Here in Canada, the first big sign that summer is almost here comes with the Victoria Day long weekend. Traditionally, it signifies a country-wide sigh of relief that the days of snow to your waist, biting winds and scraping ice of the car windows is past, at least for a few precious months. It is also like a big housewarming party to summer, full of BBQ chicken, sipping beer on the deck and watching the kids splashing in the sprinkler.
This year, I will spend it in at the annual Get the Lead Out Writers Conference. It's my very first writers conference, and while it is bittersweet because I will be away from my family and friends, and without any BBQ at all, I am still very excited.
I've spent the last year working on my first book, tapping away at the computer endlessly to get it done, then editing and polishing it up, working on the synopsis, and finally submitting it to two major literary award competitions, one of them being this Get the Lead Out competition--all in preparation for the real challenge-publishing. It's been a lot of work, so much more than I originally expected, and yet so satisfying at the same time.
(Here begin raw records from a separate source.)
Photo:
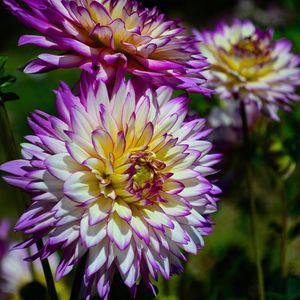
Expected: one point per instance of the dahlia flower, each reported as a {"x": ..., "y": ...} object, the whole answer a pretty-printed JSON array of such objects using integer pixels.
[
  {"x": 246, "y": 64},
  {"x": 97, "y": 34},
  {"x": 118, "y": 177},
  {"x": 4, "y": 230}
]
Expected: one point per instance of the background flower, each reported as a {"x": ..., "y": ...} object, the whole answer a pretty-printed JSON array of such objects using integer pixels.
[
  {"x": 121, "y": 177},
  {"x": 95, "y": 35},
  {"x": 246, "y": 64}
]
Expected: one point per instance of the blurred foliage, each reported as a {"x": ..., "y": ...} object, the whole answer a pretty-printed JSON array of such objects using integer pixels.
[{"x": 225, "y": 268}]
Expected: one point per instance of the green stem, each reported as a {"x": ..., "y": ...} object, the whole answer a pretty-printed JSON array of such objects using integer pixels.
[
  {"x": 78, "y": 279},
  {"x": 284, "y": 236},
  {"x": 10, "y": 147},
  {"x": 259, "y": 270},
  {"x": 48, "y": 274}
]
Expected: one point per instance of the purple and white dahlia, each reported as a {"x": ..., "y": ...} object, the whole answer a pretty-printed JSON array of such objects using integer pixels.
[
  {"x": 247, "y": 65},
  {"x": 96, "y": 34},
  {"x": 121, "y": 178}
]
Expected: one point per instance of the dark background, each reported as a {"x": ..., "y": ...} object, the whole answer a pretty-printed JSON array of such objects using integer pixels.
[{"x": 225, "y": 268}]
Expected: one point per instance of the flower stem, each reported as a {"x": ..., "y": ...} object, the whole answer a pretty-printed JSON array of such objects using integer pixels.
[
  {"x": 48, "y": 274},
  {"x": 11, "y": 151},
  {"x": 284, "y": 236},
  {"x": 259, "y": 270},
  {"x": 78, "y": 279}
]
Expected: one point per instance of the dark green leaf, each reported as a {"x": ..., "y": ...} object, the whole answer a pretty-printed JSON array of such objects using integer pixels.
[
  {"x": 6, "y": 81},
  {"x": 10, "y": 96},
  {"x": 294, "y": 231}
]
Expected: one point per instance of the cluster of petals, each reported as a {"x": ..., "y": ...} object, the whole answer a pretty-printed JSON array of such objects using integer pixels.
[
  {"x": 247, "y": 65},
  {"x": 119, "y": 178},
  {"x": 95, "y": 35}
]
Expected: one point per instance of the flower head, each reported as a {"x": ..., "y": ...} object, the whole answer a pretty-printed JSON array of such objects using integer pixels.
[
  {"x": 98, "y": 34},
  {"x": 246, "y": 64},
  {"x": 120, "y": 177}
]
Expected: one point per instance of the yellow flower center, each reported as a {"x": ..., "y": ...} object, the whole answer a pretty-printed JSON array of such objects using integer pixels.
[
  {"x": 144, "y": 174},
  {"x": 146, "y": 168}
]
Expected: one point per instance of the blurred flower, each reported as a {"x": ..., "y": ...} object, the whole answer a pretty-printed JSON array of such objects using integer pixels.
[
  {"x": 95, "y": 35},
  {"x": 120, "y": 176},
  {"x": 247, "y": 65},
  {"x": 228, "y": 125},
  {"x": 4, "y": 230}
]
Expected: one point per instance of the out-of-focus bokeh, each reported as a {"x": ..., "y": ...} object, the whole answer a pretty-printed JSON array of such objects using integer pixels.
[{"x": 225, "y": 268}]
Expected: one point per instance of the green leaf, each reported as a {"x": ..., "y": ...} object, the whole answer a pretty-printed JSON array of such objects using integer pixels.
[
  {"x": 6, "y": 81},
  {"x": 294, "y": 231},
  {"x": 279, "y": 159},
  {"x": 3, "y": 60},
  {"x": 10, "y": 96}
]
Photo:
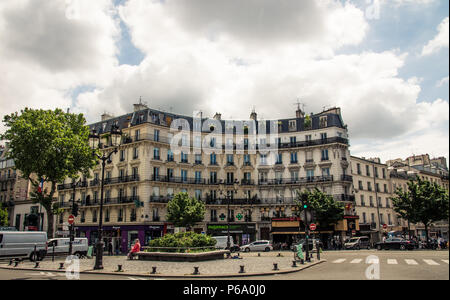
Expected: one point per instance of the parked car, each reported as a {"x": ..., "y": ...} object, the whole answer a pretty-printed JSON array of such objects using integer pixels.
[
  {"x": 303, "y": 242},
  {"x": 396, "y": 243},
  {"x": 222, "y": 243},
  {"x": 357, "y": 243},
  {"x": 79, "y": 246},
  {"x": 21, "y": 244},
  {"x": 258, "y": 246}
]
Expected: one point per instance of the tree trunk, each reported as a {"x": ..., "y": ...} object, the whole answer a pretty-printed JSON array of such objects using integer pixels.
[{"x": 50, "y": 222}]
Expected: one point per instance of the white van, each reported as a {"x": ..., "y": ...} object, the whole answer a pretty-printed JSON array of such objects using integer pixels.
[
  {"x": 21, "y": 244},
  {"x": 79, "y": 246},
  {"x": 222, "y": 243}
]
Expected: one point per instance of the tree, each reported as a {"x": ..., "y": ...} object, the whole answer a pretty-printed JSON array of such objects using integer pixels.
[
  {"x": 50, "y": 146},
  {"x": 424, "y": 202},
  {"x": 184, "y": 211},
  {"x": 327, "y": 211},
  {"x": 4, "y": 222}
]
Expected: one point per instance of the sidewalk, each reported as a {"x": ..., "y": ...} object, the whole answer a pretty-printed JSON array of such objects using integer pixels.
[{"x": 254, "y": 265}]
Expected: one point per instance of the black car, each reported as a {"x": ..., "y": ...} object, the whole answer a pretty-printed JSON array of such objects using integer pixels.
[
  {"x": 396, "y": 243},
  {"x": 303, "y": 242}
]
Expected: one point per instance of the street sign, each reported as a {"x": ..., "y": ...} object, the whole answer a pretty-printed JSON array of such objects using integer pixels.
[{"x": 71, "y": 219}]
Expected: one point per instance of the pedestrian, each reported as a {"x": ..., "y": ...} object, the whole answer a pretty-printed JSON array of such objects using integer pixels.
[
  {"x": 110, "y": 248},
  {"x": 135, "y": 249}
]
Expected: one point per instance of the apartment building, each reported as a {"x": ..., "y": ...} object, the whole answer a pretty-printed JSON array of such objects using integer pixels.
[
  {"x": 216, "y": 167},
  {"x": 15, "y": 195},
  {"x": 373, "y": 192}
]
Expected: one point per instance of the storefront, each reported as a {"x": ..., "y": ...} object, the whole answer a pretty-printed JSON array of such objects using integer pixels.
[
  {"x": 242, "y": 234},
  {"x": 121, "y": 237}
]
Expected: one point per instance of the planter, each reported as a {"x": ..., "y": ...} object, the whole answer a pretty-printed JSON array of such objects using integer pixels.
[{"x": 182, "y": 257}]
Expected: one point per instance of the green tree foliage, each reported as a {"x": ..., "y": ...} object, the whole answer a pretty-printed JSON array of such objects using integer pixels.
[
  {"x": 424, "y": 202},
  {"x": 48, "y": 145},
  {"x": 4, "y": 222},
  {"x": 326, "y": 210},
  {"x": 184, "y": 211},
  {"x": 182, "y": 240}
]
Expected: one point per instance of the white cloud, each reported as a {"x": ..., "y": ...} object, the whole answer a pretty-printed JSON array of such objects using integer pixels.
[{"x": 440, "y": 41}]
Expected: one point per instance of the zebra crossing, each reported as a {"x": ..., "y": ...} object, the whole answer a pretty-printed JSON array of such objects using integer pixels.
[{"x": 392, "y": 261}]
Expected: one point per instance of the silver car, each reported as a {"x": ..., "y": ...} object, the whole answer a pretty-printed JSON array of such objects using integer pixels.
[{"x": 258, "y": 246}]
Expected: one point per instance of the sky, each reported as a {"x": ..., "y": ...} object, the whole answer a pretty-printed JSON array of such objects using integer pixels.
[{"x": 384, "y": 62}]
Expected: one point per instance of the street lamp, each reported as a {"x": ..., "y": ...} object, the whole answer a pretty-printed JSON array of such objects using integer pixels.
[
  {"x": 74, "y": 211},
  {"x": 228, "y": 197},
  {"x": 95, "y": 143}
]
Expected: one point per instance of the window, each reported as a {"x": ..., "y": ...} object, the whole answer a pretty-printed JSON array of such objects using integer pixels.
[
  {"x": 213, "y": 159},
  {"x": 156, "y": 154},
  {"x": 325, "y": 155}
]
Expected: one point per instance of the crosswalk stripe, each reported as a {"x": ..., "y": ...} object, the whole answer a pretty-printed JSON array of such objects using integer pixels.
[
  {"x": 411, "y": 262},
  {"x": 431, "y": 262},
  {"x": 392, "y": 262}
]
I'm not the first to experience the cathartic release of pouring your heart out onto the page, but it really was just that. The experience was also a good part frustration of the tear-your-hair-out-by-the-roots kind, and part learning experience--a very big part. Writing is an art, a craft, a profession, and it takes dedication, perseverance and training.
I think I've got the dedication and perseverance down pat--anyone who can continue to write in between working full time at a busy litigation law firm, raising a four year old, and trying to get in quality time with the hunkiest husband alive, is definitely dedicated.
Ah, but the training, the experience, that's something that doesn't come naturally. Sure, anyone can have the Idea, but for someone like me, without any background, getting the Idea to become reality was the real hard part. I did a lot of reading and research, and then just had to sit down and do it--which I did. The final product was far from perfect, but I went through it again, and again, tweaking it and refining it, adding and taking away, until I was satisfied that it was the best story that I could write.
Having been named a finalist in this competition now feels great, feels like it was all worth it, but the best part is that the people judging my work will be authors themselves, as well as editors, publishers, agents, all in the industry, and all with years of experience that far surpasses my own.
Even if I don't come back home with any awards, I'll take a lot from this experience, most importantly--FEEDBACK. Yes, the judges reading my manuscript will be sending back their own critiques, giving me ideas on how to improve what I've written, and letting me know what they liked. To me, this is going to be an award in itself, the most valuable kind.
So let the long weekend begin. I'm ready--for more than just summer.